Value loss is a measure of how well the model predicts the future rewards for each action. It is calculated by comparing the model’s predicted values with the actual rewards received for each action and adjusting the model’s parameters to better align the two.

For example, if we have a language model that is being trained using PPO to generate responses to a query, we can calculate the policy loss by comparing the model’s predicted response to the actual response given by a human. If the model’s predicted response is very different from the human’s response, then the policy loss will be high, indicating that the model’s predictions are not very good at maximizing the rewards.

Similarly, we can calculate the value loss by comparing the model’s predicted rewards for each response with the actual rewards received. If the model’s predicted rewards are very different from the actual rewards, then the value loss will be high, indicating that the model is not very good at predicting the future rewards for each action.

Policy loss is calculated by multiplying the advantages (which represent the expected rewards) by the ratio of the new and old probabilities of the actions taken by the model. This reflects how well the model’s actions match the actions that would maximize the expected rewards under the old policy.

We iterate through each action (or word) in the generated response and calculate the advantage of adding that word. The advantage of adding that word is calculated by rewards observed and the rewards predicted. the rewards predicted is a difference between the predicted rewards by the adding the next word, and the predicted rewards by adding the current word.

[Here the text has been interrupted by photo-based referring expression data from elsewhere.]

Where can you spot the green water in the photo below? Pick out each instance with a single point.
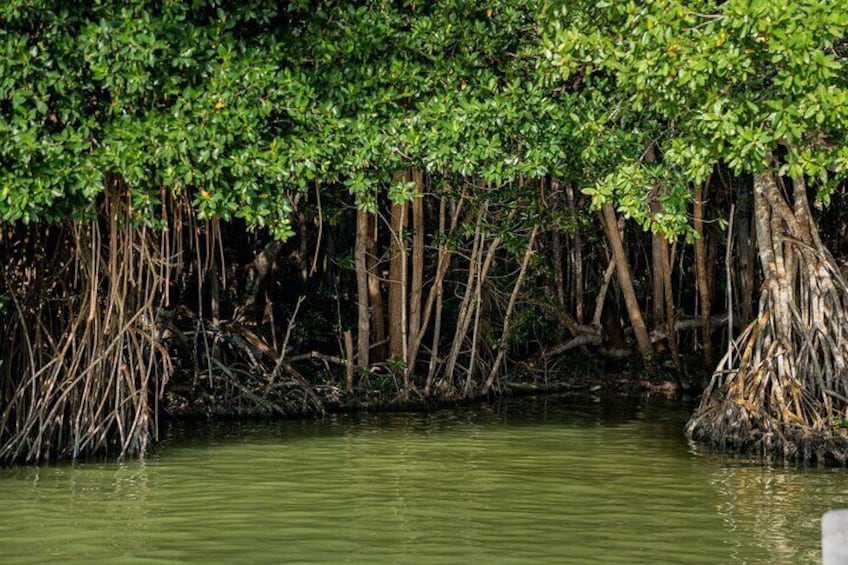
(552, 480)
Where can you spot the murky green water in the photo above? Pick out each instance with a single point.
(533, 481)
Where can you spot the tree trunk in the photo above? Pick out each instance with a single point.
(576, 256)
(360, 265)
(701, 275)
(493, 374)
(784, 386)
(397, 284)
(375, 294)
(658, 243)
(626, 283)
(417, 269)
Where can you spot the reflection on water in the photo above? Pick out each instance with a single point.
(551, 480)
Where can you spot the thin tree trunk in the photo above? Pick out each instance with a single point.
(415, 325)
(701, 274)
(626, 283)
(375, 294)
(360, 265)
(659, 247)
(577, 255)
(349, 364)
(463, 318)
(669, 308)
(397, 284)
(493, 374)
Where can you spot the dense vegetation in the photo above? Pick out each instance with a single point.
(255, 208)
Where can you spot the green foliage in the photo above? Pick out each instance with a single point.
(244, 106)
(702, 83)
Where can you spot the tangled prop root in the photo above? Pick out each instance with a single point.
(783, 385)
(83, 364)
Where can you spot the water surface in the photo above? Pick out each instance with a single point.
(551, 480)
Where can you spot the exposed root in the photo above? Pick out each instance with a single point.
(84, 368)
(783, 385)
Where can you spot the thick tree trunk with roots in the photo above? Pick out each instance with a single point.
(783, 386)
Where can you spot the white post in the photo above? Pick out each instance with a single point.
(835, 538)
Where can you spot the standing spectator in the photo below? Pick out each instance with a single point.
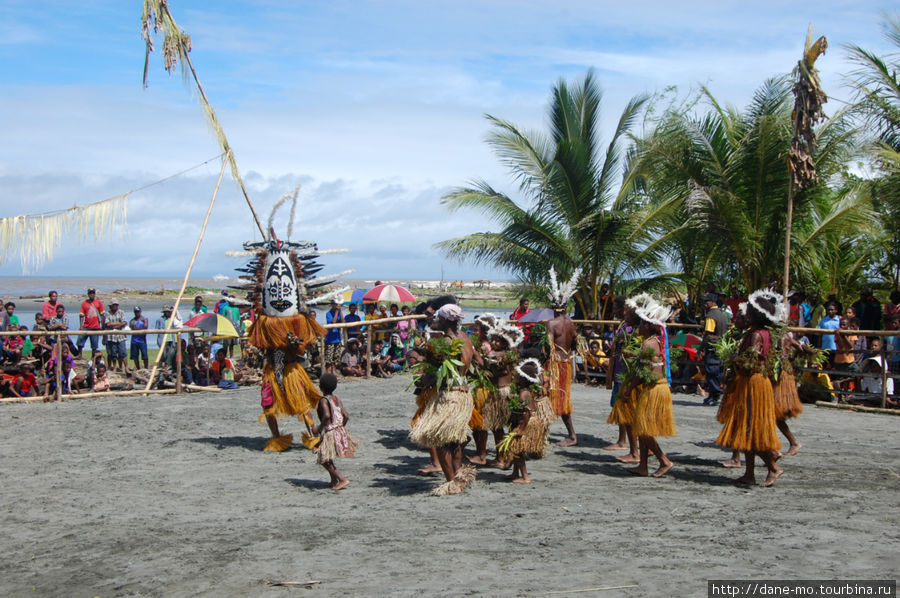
(521, 310)
(831, 321)
(404, 326)
(868, 310)
(817, 310)
(48, 310)
(223, 372)
(139, 341)
(714, 328)
(333, 345)
(115, 343)
(11, 317)
(351, 360)
(893, 307)
(166, 342)
(353, 317)
(91, 317)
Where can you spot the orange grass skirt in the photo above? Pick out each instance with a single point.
(653, 415)
(749, 421)
(623, 410)
(561, 386)
(787, 401)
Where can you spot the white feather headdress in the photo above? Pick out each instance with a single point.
(780, 313)
(559, 295)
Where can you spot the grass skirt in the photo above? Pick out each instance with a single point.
(444, 420)
(299, 395)
(750, 420)
(653, 415)
(623, 410)
(561, 386)
(479, 395)
(336, 443)
(496, 409)
(787, 401)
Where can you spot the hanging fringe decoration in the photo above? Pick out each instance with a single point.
(36, 238)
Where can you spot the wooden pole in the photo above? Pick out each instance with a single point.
(59, 366)
(368, 351)
(787, 243)
(188, 274)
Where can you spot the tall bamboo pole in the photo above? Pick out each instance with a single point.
(187, 274)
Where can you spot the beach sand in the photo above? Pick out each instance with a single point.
(173, 496)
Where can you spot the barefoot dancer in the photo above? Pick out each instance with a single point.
(736, 332)
(561, 333)
(443, 423)
(482, 384)
(622, 413)
(502, 360)
(335, 440)
(750, 424)
(787, 401)
(653, 399)
(530, 421)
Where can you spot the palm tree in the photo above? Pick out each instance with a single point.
(725, 170)
(577, 209)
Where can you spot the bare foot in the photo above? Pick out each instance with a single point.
(773, 475)
(663, 469)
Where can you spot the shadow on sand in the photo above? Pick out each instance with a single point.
(250, 443)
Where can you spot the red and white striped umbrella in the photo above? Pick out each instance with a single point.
(388, 293)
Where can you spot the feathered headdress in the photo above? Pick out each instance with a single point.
(653, 311)
(530, 363)
(559, 295)
(776, 314)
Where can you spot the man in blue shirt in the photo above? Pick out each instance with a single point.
(333, 345)
(831, 321)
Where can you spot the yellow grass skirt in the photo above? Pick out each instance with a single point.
(623, 410)
(330, 449)
(298, 397)
(750, 420)
(561, 386)
(653, 414)
(444, 420)
(787, 401)
(496, 409)
(479, 395)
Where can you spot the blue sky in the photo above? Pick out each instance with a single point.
(376, 108)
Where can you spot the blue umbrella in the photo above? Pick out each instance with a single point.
(354, 296)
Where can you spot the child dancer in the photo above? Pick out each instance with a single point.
(336, 441)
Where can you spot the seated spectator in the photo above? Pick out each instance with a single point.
(396, 354)
(223, 372)
(871, 380)
(353, 316)
(70, 382)
(380, 362)
(101, 379)
(12, 347)
(351, 359)
(25, 383)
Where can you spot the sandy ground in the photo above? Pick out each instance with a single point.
(173, 496)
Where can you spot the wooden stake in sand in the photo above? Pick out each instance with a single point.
(187, 275)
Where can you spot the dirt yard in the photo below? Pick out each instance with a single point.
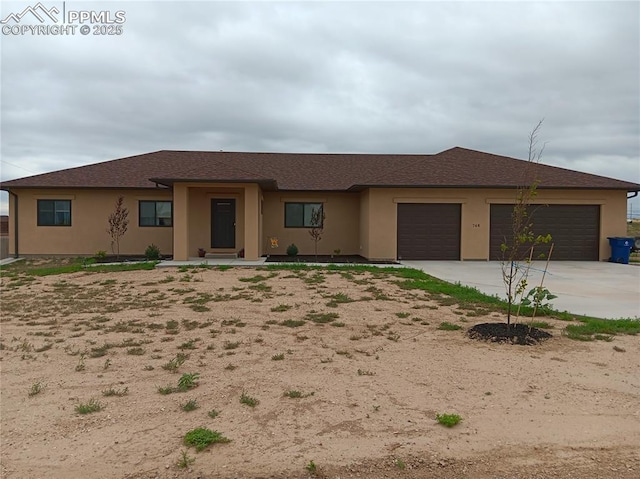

If we ignore for a moment the predicted rewards by adding the word after the current word, then we are iterating through each word in the generated response and calculating the advantage simply by subtracting the predicted rewards with the observed rewards.

` delta = rewards[:, t] - values[:, t]`

So loss is lower if predicted rewards are close to observed rewards and vice-versa. We are adding to this loss the reward gained by adding the word after the current word. How much we add the loss of the this future word depends on the gamma variable.

`delta += self.ppo_params['gamma'] * values[:, t + 1]`

Ratio is the change between the new words and the old words. Higher the change bigger the ratio. Bigger the ratio than the loss is amplified. Advantage is the difference between human response and the predicted response.

forward pass on query, responses – and in return get log probabilities, and scores. Scores are the values before softmax is applied and log probabilities are after softmax is applied.